There’s nobody on the house-tops now —
Just a palsied few at the windows set;
For the best of the sight is, all allow,
At the Shambles’ Gate — or, better yet,
By the very scaffold’s foot, I trow.
In addition to this, the speaker describes his present pathetic plight. He says people are dragging him vigorously. Even both his wrists are bleeding due to the rope that ties them. Also, he feels that someone from the crowd throws a stone towards him and his forehead starts bleeding. He regrets that a year’s misdeed has erased all the memories of his good deeds from the minds of the common people.
I go in the rain, and, more than needs,
A rope cuts both my wrists behind;
And I think, by the feel, my forehead bleeds,
For they fling, whoever has a mind,
Stones at me for my year’s misdeeds.
So, in the concluding stanza, he tries to gather some hope in such a painful state. He says that he has played his role and so, now he has to leave. Here again, Browning projects a philosophical truth of life that Shakespeare too has mentioned in his play As You Like It. The same idea is used by Shakespeare in the speech:
All the world’s a stage,
And all the men and women merely players;
They have their exits and their entrances… (Act II, Scene VII, As You Like It)

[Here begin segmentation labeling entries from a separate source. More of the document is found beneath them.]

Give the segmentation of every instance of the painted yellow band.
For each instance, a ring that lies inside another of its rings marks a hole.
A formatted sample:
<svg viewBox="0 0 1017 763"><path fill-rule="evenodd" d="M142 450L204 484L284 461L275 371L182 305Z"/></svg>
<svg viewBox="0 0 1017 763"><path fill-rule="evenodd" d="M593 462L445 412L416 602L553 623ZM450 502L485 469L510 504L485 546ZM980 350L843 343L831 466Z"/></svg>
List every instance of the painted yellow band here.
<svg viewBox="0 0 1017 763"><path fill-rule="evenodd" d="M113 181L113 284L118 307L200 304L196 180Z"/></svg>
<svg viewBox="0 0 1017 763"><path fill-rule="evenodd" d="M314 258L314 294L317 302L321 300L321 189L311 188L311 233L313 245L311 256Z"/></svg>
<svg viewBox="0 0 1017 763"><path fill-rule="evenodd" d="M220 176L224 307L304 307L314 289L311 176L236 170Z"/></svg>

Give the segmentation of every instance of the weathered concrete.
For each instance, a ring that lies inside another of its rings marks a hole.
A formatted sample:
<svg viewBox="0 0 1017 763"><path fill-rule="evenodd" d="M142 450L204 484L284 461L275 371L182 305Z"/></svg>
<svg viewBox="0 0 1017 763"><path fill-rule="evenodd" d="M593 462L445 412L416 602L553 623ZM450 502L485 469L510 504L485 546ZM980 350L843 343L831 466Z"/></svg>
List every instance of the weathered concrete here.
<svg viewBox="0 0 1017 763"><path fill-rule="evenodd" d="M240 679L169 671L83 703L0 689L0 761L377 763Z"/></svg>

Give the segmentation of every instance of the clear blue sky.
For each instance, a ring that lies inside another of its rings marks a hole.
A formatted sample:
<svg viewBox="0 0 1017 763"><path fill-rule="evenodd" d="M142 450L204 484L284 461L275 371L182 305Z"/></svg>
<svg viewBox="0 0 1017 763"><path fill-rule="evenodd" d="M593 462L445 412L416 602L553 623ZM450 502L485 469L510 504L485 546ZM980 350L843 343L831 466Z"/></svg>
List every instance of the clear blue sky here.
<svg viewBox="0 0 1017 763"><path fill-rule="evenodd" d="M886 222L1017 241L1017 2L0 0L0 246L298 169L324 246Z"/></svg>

Even, on the verge of his death, he consoles his soul that he may get his reward in heaven. Though his countrymen have failed to pay the required respect to him, he hopes to get it in God’s company.
Thus I entered, and thus I go!
In triumphs, people have dropped down dead.
“Paid by the world, what dost thou owe
“Me?” — God might question; now instead,
’Tis God shall repay: I am safer so.
So, to conclude, though this poem shows the uncertainty of one’s life and fortune, it ends on an optimistic note.